Enquanto o telefone chamava, Xiao Tu Kun não resistiu e perguntou:

— Tio, você não salva os números? Como sabe quem é quem?

— Geralmente eu me lembro, não tenho o hábito de salvar.

— Estranho.

— Se falar palavrão, te dou um tapa.

Nesse instante, Wen Nuan atendeu. Li Jiawei apressou-se:

— Tia, aqui é o Jiawei. O tio está dirigindo. Ele disse que hoje vamos jantar fora e estamos indo te buscar. Ah, tá bom, então eu aviso ele. Boa recuperação pra senhora.

Ao desligar, Li Jiawei se inclinou à frente e cochichou:

— Tio, a tia disse que não está bem e pediu para você levar comida para casa. Tio, não quer ir ver como ela está?

Han Qian balançou a cabeça e respondeu em voz baixa:

— Não precisa, provavelmente é só aquele período do mês. Eu levo comida para ela. Jiawei, concentre-se nos estudos, não se preocupe tanto com as coisas de casa, senão todo o esforço da sua mãe será em vão. Xiao Tu Kun, o mesmo vale para você. Um dia você vai cuidar dos negócios do seu pai, não pode chegar na hora de negociar sem saber nem ler direito, né? Estudar não é tão difícil. Nas férias de inverno, se tiverem tempo, peço para sua tia levar vocês até o trabalho dela. Assim, vão saber o que é difícil de verdade. E aí, o que querem comer?

Li Jiawei coçou a cabeça, dizendo que queria ir ao KFC, mas levou um tapa de Xiao Tu Kun na nuca, que reclamou:

— Tá maluco? O tio não é pobre, não precisa economizar por ele! Quero ir comer fondue, lá no Ula Manzu!

Animada, Xiao Tu Kun logo ficou mais calma e murmurou:

— Tio, até o período da tia você lembra? Ouvi meu pai dizer que está negociando parceria com ele. Não fica cansado? Com tanta coisa na cabeça, eu mal aguento carregar o Li Jiawei na minha.

— Deve ser porque o Jiawei está fazendo bagunça na sua cabeça o dia todo.

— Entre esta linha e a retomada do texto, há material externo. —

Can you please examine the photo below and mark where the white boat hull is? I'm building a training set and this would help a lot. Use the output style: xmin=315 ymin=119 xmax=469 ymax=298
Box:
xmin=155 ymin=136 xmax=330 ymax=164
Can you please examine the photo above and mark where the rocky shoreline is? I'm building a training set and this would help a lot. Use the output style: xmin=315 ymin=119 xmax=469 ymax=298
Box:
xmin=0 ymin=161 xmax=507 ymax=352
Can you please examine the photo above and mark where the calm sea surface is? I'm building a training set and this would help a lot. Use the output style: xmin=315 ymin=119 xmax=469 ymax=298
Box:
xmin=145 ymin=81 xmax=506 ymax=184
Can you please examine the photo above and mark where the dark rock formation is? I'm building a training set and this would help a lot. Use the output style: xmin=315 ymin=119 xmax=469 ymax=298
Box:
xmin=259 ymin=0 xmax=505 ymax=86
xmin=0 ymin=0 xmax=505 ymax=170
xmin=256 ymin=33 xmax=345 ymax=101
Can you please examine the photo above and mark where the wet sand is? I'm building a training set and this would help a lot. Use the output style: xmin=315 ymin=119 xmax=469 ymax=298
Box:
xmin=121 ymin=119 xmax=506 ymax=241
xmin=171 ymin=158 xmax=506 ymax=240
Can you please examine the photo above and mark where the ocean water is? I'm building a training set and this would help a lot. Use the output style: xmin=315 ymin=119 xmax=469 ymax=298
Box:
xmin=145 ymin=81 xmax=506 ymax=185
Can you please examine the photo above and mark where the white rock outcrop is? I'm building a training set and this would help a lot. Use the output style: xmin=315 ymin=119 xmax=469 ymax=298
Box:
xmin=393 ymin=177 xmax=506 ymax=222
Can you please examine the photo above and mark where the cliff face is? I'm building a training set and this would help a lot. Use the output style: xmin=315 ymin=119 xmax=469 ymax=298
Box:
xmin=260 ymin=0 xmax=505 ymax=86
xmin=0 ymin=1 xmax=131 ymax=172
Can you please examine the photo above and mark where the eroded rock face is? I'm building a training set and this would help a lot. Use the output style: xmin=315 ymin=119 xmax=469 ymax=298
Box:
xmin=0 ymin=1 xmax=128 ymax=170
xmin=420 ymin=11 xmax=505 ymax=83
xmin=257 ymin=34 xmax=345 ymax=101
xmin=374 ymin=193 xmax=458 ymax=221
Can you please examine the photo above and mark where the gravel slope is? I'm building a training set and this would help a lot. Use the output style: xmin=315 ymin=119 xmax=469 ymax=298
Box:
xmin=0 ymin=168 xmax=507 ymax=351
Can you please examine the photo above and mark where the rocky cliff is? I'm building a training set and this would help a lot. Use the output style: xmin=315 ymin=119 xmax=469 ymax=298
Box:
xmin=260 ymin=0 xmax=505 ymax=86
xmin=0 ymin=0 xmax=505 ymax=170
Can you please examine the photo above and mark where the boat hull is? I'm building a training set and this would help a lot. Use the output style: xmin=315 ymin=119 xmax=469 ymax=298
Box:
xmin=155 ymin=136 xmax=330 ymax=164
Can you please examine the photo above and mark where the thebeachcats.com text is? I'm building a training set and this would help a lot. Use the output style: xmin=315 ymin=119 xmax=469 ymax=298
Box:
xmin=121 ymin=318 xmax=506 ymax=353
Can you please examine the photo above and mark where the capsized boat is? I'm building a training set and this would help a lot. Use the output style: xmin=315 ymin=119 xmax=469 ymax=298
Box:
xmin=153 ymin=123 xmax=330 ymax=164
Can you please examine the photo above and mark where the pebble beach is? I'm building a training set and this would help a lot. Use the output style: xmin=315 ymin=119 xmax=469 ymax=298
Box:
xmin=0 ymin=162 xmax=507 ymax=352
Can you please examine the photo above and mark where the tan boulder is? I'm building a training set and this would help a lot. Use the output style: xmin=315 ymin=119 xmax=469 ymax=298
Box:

Se ele ficar quietinho, você não cansa mais.

Meio deitada no banco de trás, com a cabeça no colo de Li Jiawei, Xiao Tu Kun estava totalmente à vontade — estava farta do velho Nissan!

O carro parou em frente ao restaurante de fondue Ula Manzu. O Porsche Panamera ali não chamava atenção, já que havia vários carros acima de um milhão, inclusive um supercarro igual ao de Qian Wan.

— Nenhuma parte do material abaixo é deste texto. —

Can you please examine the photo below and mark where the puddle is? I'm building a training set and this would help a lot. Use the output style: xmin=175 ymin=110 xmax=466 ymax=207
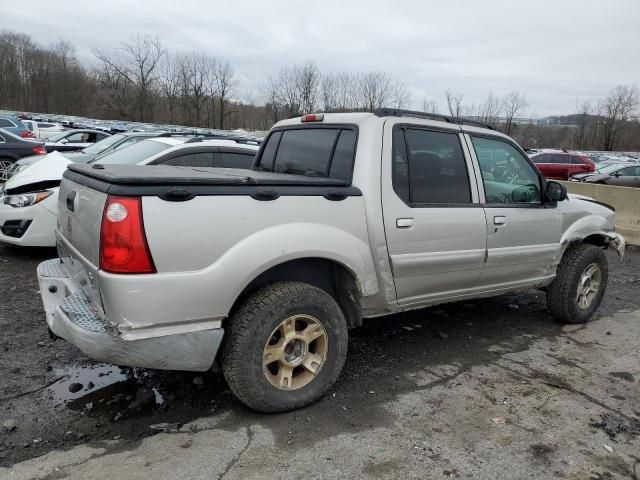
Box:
xmin=47 ymin=363 xmax=165 ymax=411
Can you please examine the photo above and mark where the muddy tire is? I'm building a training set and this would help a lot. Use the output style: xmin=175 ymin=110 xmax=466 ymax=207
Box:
xmin=222 ymin=282 xmax=348 ymax=412
xmin=547 ymin=243 xmax=609 ymax=323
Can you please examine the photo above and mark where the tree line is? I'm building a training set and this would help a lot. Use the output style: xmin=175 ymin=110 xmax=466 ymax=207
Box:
xmin=0 ymin=31 xmax=640 ymax=150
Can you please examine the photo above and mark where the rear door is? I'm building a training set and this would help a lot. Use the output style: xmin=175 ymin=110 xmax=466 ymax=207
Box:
xmin=382 ymin=120 xmax=487 ymax=305
xmin=466 ymin=132 xmax=562 ymax=291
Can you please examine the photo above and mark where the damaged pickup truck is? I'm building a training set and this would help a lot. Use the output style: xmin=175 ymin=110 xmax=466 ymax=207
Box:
xmin=38 ymin=110 xmax=624 ymax=412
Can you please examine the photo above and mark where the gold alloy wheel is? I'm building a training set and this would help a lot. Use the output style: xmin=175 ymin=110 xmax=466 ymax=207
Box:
xmin=576 ymin=263 xmax=602 ymax=310
xmin=262 ymin=314 xmax=329 ymax=391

O estacionamento já dava uma ideia clara de que o restaurante não era barato. Os três entraram: Han Qian e as duas crianças. Xiao Tu Kun tomou a frente, escolheu a mesa, o caldo do fondue, fez o pedido e ainda perguntou ao garçom se poderiam pedir uma porção para viagem, inclusive do caldo.

A garota tinha inteligência emocional, pena que não aplicava direito.

Enquanto esperavam a comida, Han Qian viu Guan Dagou do lado de fora da janela. Acenou para ele, que ergueu o queixo com arrogância, mas bastou uma ligação de Xiao Tu Kun para que corresse até lá, não esquecendo de pedir seus talheres.

— Irmão Guan!

— Nada disso! Por favor, Han Mestre, estou faminto desde cedo, deixa eu comer, senão eu pulo dentro desse fondue agora mesmo!

— Só queria saber se queria molho!

Guan Dagou foi pegar o próprio molho, mas o garçom explicou que seria servido junto com os pratos. Ele voltou trazendo quatro latas de refrigerante. Quando o fondue chegou, Li Jiawei prontamente assumiu o papel de servir.

Xiao Tu Kun ficou ao lado de Guan Dagou, Han Qian ao lado de Li Jiawei.

A garota estava radiante, comendo fondue e bebendo refrigerante.

Sentados junto à janela, podiam ver os carros do lado de fora. De repente, Xiao Tu Kun perguntou:

— Tio, quanto custa aquele seu carro?

Han Qian, enquanto servia carne aos dois, sorriu e respondeu suavemente:

— Aquela Porsche? Não é minha, é da sua tia Wen. O preço de tabela é noventa e sete mil, quase noventa e oito. Com impostos, uns cento e dez mil. Se você gostar...

— Han, irmão! Saúde!

A fala foi cortada por Guan Dagou, que olhou para Han Qian com um ar ressentido. Han Qian não resistiu, pegou a lata de refrigerante e sorriu, resignado:

— Se gostar, quando crescer e ganhar dinheiro, compre um para você. Mas recomendo um Wrangler. Fica ótimo para mulheres, é robusto.

— Han, irmão! Acredita que eu como esse fondue inteiro?

Guan Dagou insistiu, Han Qian rendeu-se, levantando as mãos. Xiao Tu Kun olhou para Guan Junbiao com espanto e curiosidade:

— Tio Guan, você é demais, hein.

— Puf!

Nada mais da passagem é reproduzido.